For most of us, our first impulse buy involved a quarter, hard won by begging mom, and a gumball machine. But like most things these days, the concept’s gotten a bit more high-tech. Consumer electronics and entertainment giant Sony is currently testing the waters with eight-foot tall, souped up vending machines that can dispense up to 100 SKUs of the company’s latest and greatest merch. The goal is to find out exactly just what kids and, most importantly, their credit-card toting parents will be willing to buy on a whim, perhaps opening up a whole new supplemental retail channel for its goods.
Dubbed the Sony Access project, the company partnered with San Francisco, California-based Zoom Systems to place 10 automated kiosks in shopping malls, airports and high-end grocery stores across the U.S. Zoom, the custom manufacturer of these robotic stores, worked with the likes of Apple and Motorola and gained placement for the machines at Safeway and Macy’s locations before pairing up with Sony.

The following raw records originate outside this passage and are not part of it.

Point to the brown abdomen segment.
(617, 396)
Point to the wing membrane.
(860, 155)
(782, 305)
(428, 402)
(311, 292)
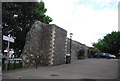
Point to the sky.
(88, 20)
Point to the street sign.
(8, 38)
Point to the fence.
(12, 64)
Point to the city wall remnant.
(47, 45)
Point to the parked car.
(104, 55)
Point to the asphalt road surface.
(80, 69)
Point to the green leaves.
(27, 13)
(110, 43)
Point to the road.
(80, 69)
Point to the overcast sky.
(88, 20)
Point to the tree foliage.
(18, 17)
(110, 43)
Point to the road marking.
(16, 73)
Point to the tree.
(17, 19)
(110, 43)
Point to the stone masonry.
(45, 45)
(75, 47)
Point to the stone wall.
(45, 44)
(75, 47)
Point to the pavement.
(80, 69)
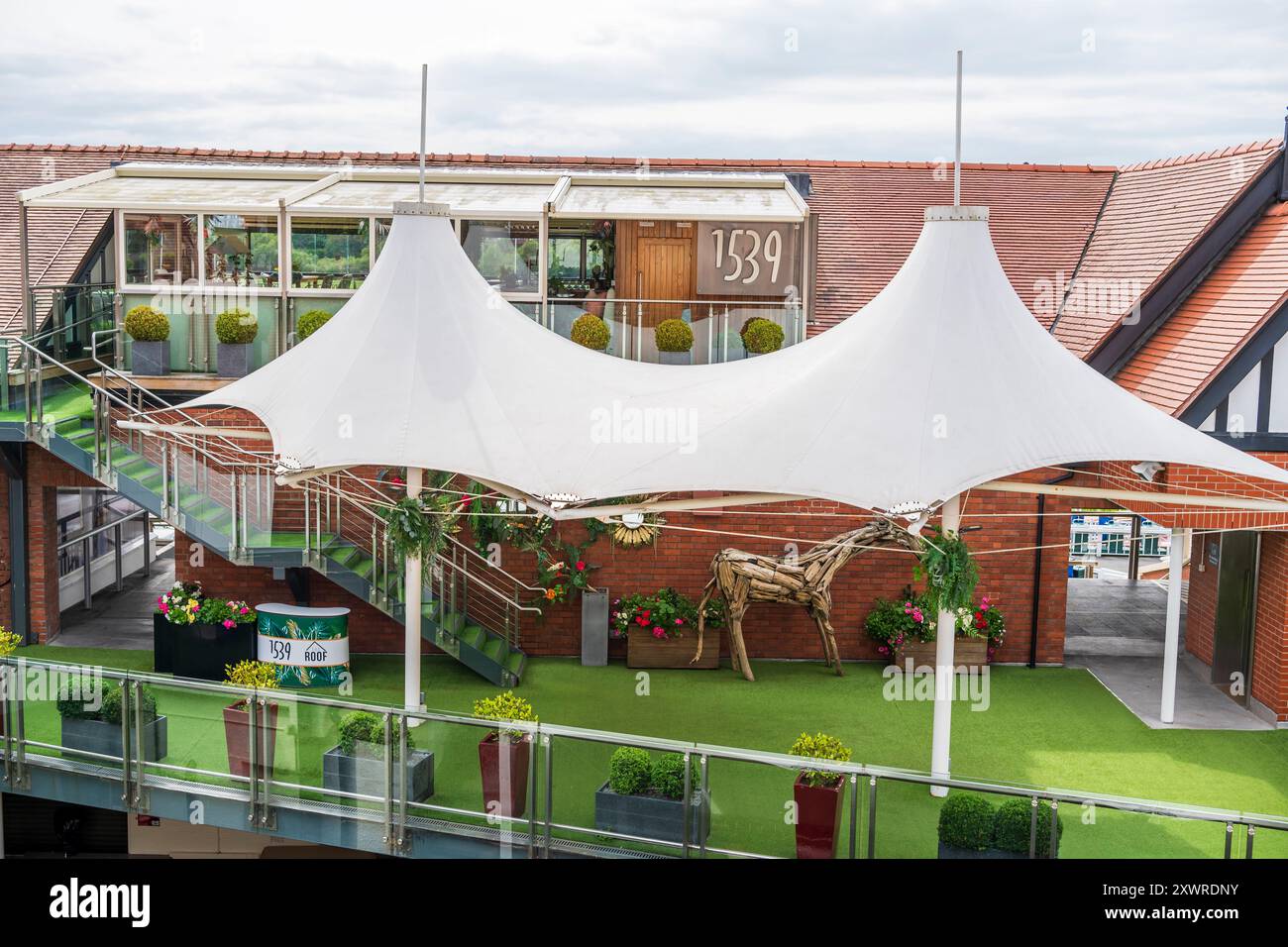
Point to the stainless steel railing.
(29, 742)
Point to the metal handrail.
(545, 733)
(91, 534)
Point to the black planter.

Flat-screen monitors let consumers know what’s available and making a purchase involves just pressing a few buttons on a touch screen and swiping a credit or debit card. Right now Sony is stocking the kiosks with a continuously rotating lineup including the PlayStation Portable player, its corresponding games and movies (kid fave Stuart Little 3 was a recent offering), and digital cameras that can run up to US$250 apiece.
After 18 months of internal planning, the first Access outlets appeared this past June in shopping malls in Atlanta, Georgia, Boulder, Colorado, and Santa Rosa, California. At press time, Bruce Schwartz, senior manager of new business development for Sony Media and Application Solutions divisions, says there are plans to install seven more kiosks at various airports and grocery stores.
Ultimately, Schwartz says his company is looking to find out if consumers will buy a large part of its product offering on impulse. He points out self-service-checkout options at grocery stores are growing in popularity and thinks that putting these machines in locations such as airports will be a good fit for travelers who might want to pick up a new PSP game or movie for themselves or their wee ones while they’re waiting for a flight.
Furthermore, Schwartz says research conducted by Zoom suggests high-end grocery stores are also hot spots for making pricier impulse purchases. He says the research indicates the convenience of one-stop shopping motivates consumers to buy products typically found at specialty stores like cameras from a vending machine located within a larger store.
This system also makes sales research and inventory management a snap. Zoom kiosks are outfitted with broadband connections and keep automated logs, allowing Sony to stay right on top of transactions as they take place. When a machine runs low on a certain product it sends an automatic alert to Zoom, which dispatches someone to restock it.
At this point, Schwartz says Sony doesn’t have plans to replace its retail stores with automated machines. If the test is successful, however, consumers might just see Sony kiosks popping up across the U.S. soon – and maybe even Europe and Asia. Access isn’t competitive with bricks-and-mortar retail stores, but rather complementary, Schwartz stresses. ‘We believe that there are incremental sales that we are not capturing out there in the marketplace [and Access] will be able to capture them.’